-
Notifications
You must be signed in to change notification settings - Fork 15.5k
Description
| Bugzilla Link | 37240 |
| Version | trunk |
| OS | All |
| Blocks | #37076 |
| Reporter | LLVM Bugzilla Contributor |
| CC | @Arnaud-de-Grandmaison-ARM,@francisvm,@froydnj,@hiraditya,@jmorse,@OCHyams,@pogo59,@smithp35,@yuanfang-chen |
Extended Description
When -g (or just -gline-tables-only) is passed to clang, CFI_INSTRUCTIONs are added to the function prologue by the Prologue/Epilogue insertion pass. These instructions act as scheduling region barriers when the PostRA scheduler is run. This can lead to different schedules for the prologue block, which can further lead to differences in tail merging/duplication.
A simple example the illustrates the problem:
target triple = "aarch64-linux-gnu"
@X1 = global i32 0, align 4
@X2 = global i32 0, align 4
@X3 = global i32 0, align 4
@X4 = global i32 0, align 4
define void @test(i32 %i) #0 {
entry:
%0 = load i32, i32* @X1, align 4
%x1 = add i32 %0, 1
%x2 = add i32 %0, 2
%x3 = add i32 %0, 3
%x4 = add i32 %0, 4
tail call void @foo()
store i32 %x1, i32* @X1, align 4
store i32 %x2, i32* @X2, align 4
store i32 %x3, i32* @X3, align 4
store i32 %x4, i32* @X4, align 4
ret void
}
declare void @foo()
attributes #0 = { nounwind }
!llvm.dbg.cu = !{#0}
!llvm.module.flags = !{#3, !4, !5}
!0 = distinct !DICompileUnit(language: DW_LANG_C99, file: !1, producer: "clang version 7.0.0 (trunk 330790) (llvm/trunk 330787)", isOptimized: true, runtimeVersion: 0, emissionKind: LineTablesOnly, enums: !2)

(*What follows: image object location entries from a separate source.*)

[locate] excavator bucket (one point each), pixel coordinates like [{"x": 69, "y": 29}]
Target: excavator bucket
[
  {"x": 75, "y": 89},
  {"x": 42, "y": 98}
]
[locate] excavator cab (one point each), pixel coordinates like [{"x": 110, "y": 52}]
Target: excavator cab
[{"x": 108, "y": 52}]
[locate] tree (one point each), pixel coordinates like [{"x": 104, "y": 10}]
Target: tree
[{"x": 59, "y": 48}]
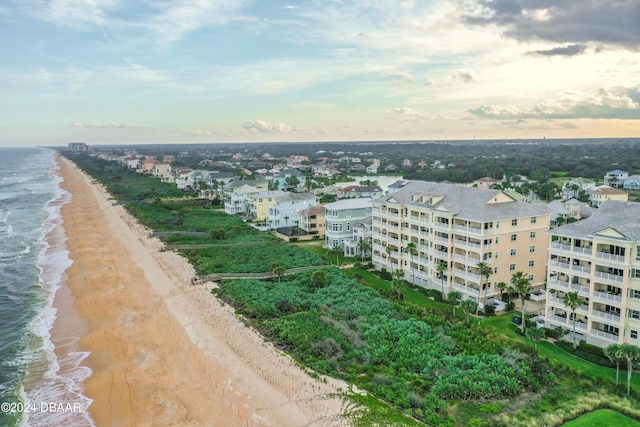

!1 = !DIFile(filename: "test.c", directory: "")
!2 = !{}
!3 = !{i32 2, !"Dwarf Version", i32 4}
!4 = !{i32 2, !"Debug Info Version", i32 3}
!5 = !{i32 1, !"wchar_size", i32 4}
when compiled as is (i.e. with debug info), produces the following code:
stp x23, x22, [sp, #-48]! // 8-byte Folded Spill
stp x21, x20, [sp, #​16] // 8-byte Folded Spill
stp x19, x30, [sp, #​32] // 8-byte Folded Spill
.cfi_def_cfa_offset 48
.cfi_offset w30, -8
.cfi_offset w19, -16
.cfi_offset w20, -24
.cfi_offset w21, -32
.cfi_offset w22, -40
.cfi_offset w23, -48
adrp x19, X1
ldr w8, [x19, :lo12:X1]
add w20, w8, #​1 // =1
add w21, w8, #​2 // =2
add w22, w8, #​3 // =3
add w23, w8, #​4 // =4
bl foo
adrp x8, X2
str w20, [x19, :lo12:X1]
str w21, [x8, :lo12:X2]
ldp x19, x30, [sp, #​32] // 8-byte Folded Reload
ldp x21, x20, [sp, #​16] // 8-byte Folded Reload
adrp x9, X3
adrp x10, X4
str w22, [x9, :lo12:X3]
str w23, [x10, :lo12:X4]
ldp x23, x22, [sp], #​48 // 8-byte Folded Reload
ret
but when the debug metadata is commented out, it produces the following code instead:
stp x23, x22, [sp, #-48]! // 8-byte Folded Spill
stp x19, x30, [sp, #​32] // 8-byte Folded Spill
adrp x19, X1
ldr w8, [x19, :lo12:X1]
stp x21, x20, [sp, #​16] // 8-byte Folded Spill
add w20, w8, #​1 // =1
add w21, w8, #​2 // =2
add w22, w8, #​3 // =3
add w23, w8, #​4 // =4
bl foo
adrp x8, X2
str w20, [x19, :lo12:X1]
str w21, [x8, :lo12:X2]
ldp x19, x30, [sp, #​32] // 8-byte Folded Reload
ldp x21, x20, [sp, #​16] // 8-byte Folded Reload
adrp x9, X3
adrp x10, X4
str w22, [x9, :lo12:X3]
str w23, [x10, :lo12:X4]
ldp x23, x22, [sp], #​48 // 8-byte Folded Reload
ret
Note the different position in the schedule of the first adrp and ldr instructions.